Commit Graph

13028 Commits

Author SHA1 Message Date
Konstantin Belousov
349216589d A different fix for the issue from r323722.
Split the handlers for pop of invalid selectors from the trap frame
into usermode and kernel variants.  Usermode handler is kept as is, it
restores the already loaded parts of the trap frame and jumps to set
up a signal delivery to the user process.

New kernel part of the handler emulates IRET treatment of the segments
which would violate access right.  It loads NUL selector in the
segment register which load causes the fault, and then continues the
return to interrupted kernel code.  Since invalid selectors in the
segment registers in the kernel mode can only exist while kernel still
enters or exits from userspace, we only zero invalid userspace
selectors.  If userspace tries to use the segment register, it gets a
signal, as if the processor segment descriptor cache was reloaded.

Reported by:	Maxime Villard <max@m00nbsd.net>
Suggested and reviewed by:	bde
Sponsored by:	The FreeBSD Foundation
MFC after:	1 week
2017-09-28 09:01:28 +00:00
Konstantin Belousov
053e8ce538 Restore a part of r323722.
Do not return from interrupt using the POP_FRAME;iret instruction
sequence, always jump to doreti.

The user segments selectors saved on the stack might become invalid
because userspace manipulated LDT in a parallel thread.  trap() is
aware of such issue, but it is only prepared to handle it at iret and
segment registers load operations in doreti path.

Also remove POP_FRAME macro because it is no longer used.

Reviewed by:	bde, jhb (as part of r323722)
Sponsored by:	The FreeBSD Foundation
MFC after:	1 week
2017-09-28 08:46:15 +00:00
Konstantin Belousov
d3c968bf84 Revert r323722. A better fix will be committed shortly, as well as
some still useful bits of the reverted revision.

The problem with the committed fix is that there are still issues with
returning from NMI, when NMI interrupted kernel in a moment where the
kernel segments selectors were still not loaded into registers.  If
this happens, the NMI return would loose the userspace selectors
because r323722 does not reload segment registers on return to kernel
mode.

Fixing the problem is complicated.  Since an alternative approach to
handle the original bug exists, it makes sence to stop adding more
complexity.

Discussed with:	bde
Sponsored by:	The FreeBSD Foundation
MFC after:	1 week
2017-09-28 08:38:24 +00:00
Josh Paetzel
c77037f16f Fix indentation for r323068
PR:	220170
Reported by:	lidl
MFC after:	3 days
Pointyhat to:	jpaetzel
2017-09-19 20:40:05 +00:00
Konstantin Belousov
3cabd93e26 Do not do torn writes to active LDTs.
Care must be taken when updating the active LDT, since parallel
threads might try to load a segment descriptor which is currently
updated.
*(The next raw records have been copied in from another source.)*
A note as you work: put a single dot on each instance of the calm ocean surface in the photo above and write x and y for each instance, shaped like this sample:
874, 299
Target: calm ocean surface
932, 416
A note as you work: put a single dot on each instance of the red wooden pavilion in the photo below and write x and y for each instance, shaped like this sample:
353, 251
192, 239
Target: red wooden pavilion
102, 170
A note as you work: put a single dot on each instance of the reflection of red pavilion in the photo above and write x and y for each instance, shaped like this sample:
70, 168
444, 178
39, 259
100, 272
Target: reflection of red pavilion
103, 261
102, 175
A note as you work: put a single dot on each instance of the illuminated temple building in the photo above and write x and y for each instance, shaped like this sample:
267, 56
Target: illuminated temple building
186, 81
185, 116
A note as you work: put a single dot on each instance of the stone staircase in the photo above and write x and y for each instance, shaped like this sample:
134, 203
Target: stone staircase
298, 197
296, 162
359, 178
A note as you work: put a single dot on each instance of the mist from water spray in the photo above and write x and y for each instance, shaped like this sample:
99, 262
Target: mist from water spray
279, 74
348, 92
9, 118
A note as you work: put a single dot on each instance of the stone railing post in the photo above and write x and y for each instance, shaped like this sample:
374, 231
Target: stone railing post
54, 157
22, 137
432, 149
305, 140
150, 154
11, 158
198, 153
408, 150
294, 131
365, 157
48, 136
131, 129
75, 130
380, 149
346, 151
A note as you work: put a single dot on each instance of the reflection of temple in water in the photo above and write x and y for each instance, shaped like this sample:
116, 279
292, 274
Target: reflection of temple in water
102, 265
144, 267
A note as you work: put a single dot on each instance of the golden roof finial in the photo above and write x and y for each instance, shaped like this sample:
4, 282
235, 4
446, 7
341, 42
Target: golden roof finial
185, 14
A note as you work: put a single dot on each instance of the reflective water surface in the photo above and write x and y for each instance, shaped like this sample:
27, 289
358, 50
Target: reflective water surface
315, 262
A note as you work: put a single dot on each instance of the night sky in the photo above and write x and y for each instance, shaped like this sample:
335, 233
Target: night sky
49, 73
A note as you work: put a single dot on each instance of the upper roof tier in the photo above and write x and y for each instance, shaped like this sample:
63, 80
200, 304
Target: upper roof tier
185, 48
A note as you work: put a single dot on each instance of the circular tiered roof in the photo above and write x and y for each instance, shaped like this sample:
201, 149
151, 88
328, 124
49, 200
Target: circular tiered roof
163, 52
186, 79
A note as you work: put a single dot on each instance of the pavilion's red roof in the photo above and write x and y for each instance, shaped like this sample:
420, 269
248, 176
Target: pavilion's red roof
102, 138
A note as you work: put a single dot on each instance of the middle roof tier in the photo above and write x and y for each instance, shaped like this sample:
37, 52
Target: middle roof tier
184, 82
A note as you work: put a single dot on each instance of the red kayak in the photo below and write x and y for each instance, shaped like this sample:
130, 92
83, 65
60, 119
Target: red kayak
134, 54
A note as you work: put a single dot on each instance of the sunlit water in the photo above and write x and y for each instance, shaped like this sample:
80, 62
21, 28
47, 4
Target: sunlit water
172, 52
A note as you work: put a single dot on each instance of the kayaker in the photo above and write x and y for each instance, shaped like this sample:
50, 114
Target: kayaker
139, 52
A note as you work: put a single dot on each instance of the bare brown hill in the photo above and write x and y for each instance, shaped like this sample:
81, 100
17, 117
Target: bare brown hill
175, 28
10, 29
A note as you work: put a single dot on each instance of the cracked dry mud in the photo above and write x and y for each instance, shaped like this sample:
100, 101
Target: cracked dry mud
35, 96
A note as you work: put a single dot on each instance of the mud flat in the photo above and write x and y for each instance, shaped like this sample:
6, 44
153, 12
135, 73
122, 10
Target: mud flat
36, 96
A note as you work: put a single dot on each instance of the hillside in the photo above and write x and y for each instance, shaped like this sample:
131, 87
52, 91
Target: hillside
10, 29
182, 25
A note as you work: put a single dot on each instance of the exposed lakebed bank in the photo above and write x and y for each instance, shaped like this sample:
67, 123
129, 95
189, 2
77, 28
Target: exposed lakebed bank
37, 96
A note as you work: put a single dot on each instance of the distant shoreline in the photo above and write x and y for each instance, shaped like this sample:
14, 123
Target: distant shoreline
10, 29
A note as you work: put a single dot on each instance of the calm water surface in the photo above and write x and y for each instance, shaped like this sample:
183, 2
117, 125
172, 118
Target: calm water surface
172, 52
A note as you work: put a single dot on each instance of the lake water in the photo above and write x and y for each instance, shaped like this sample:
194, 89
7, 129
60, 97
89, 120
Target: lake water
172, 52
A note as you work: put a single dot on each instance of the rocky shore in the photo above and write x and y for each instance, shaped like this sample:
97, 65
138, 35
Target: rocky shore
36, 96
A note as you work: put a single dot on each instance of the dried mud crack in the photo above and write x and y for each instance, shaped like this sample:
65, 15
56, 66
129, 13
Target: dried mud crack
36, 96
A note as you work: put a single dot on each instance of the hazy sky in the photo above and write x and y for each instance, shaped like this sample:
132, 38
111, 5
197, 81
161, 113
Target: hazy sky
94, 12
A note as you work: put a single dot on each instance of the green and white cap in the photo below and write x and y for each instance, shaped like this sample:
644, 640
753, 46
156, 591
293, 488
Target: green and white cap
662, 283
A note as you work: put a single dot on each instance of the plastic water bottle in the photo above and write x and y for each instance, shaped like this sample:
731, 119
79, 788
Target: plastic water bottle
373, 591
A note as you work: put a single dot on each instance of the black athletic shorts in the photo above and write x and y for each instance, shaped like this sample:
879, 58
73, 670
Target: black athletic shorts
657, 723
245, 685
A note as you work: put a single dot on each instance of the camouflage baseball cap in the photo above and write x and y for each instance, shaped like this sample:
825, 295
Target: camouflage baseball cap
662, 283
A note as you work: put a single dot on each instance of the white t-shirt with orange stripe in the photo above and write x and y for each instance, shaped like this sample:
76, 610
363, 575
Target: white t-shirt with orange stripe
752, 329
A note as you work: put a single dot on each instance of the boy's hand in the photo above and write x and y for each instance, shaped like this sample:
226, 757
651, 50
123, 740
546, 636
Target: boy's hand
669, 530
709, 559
Since the results are undefined, this cannot be ignored by
claiming to be an application race.

Reviewed by:	jhb
Sponsored by:	The FreeBSD Foundation
MFC after:	2 weeks
Differential revision:	https://reviews.freebsd.org/D12413
2017-09-19 17:57:04 +00:00
Konstantin Belousov
5efe338f3d Fix handling of the segment registers on i386.
Suppose that userspace is executing with the non-standard segment
descriptors.  Then, until exception or interrupt handler executed
SET_KERNEL_SEGS, kernel is still executing with user %ds, %es and %fs.
If an interrupt occurs in this window, the interrupt handler is
executed unsafely, relying on usability of the usermode registers.  If
the interrupt results in the context switch on return, the
contamination of the kernel state spreads to the thread we switched
to.  As result, kernel data accesses might fault or, if only the base
is changed, completely messed up.

More, if the user segment was allocated in LDT, another thread might
mark the descriptor as invalid before doreti code tried to reload
them.  In this case kernel panics.

The issue exists for all exception entry points which use trap gate,
and thus do not automatically disable interrupts on entry, and for
lcall_handler.

Fix is two-fold: first, we need to disable interrupts for all kernel
entries, changing the IDT descriptor types from trap gate to interrupt
gate.  Interrupts are re-enabled not earlier than the kernel segments
are loaded into the segment registers.  Second, we only load the
segment registers from the trap frame when returning to usermode.  For
the later, all interrupt return paths must happen through the doreti
common code.

There is no way to disable interrupts on call gate, which is the
supposed mode of servicing for lcall $7,$0 syscalls.  Change the LDT
descriptor 0 into a code segment type and point it to the userspace
trampoline which redirects the syscall to int $0x80.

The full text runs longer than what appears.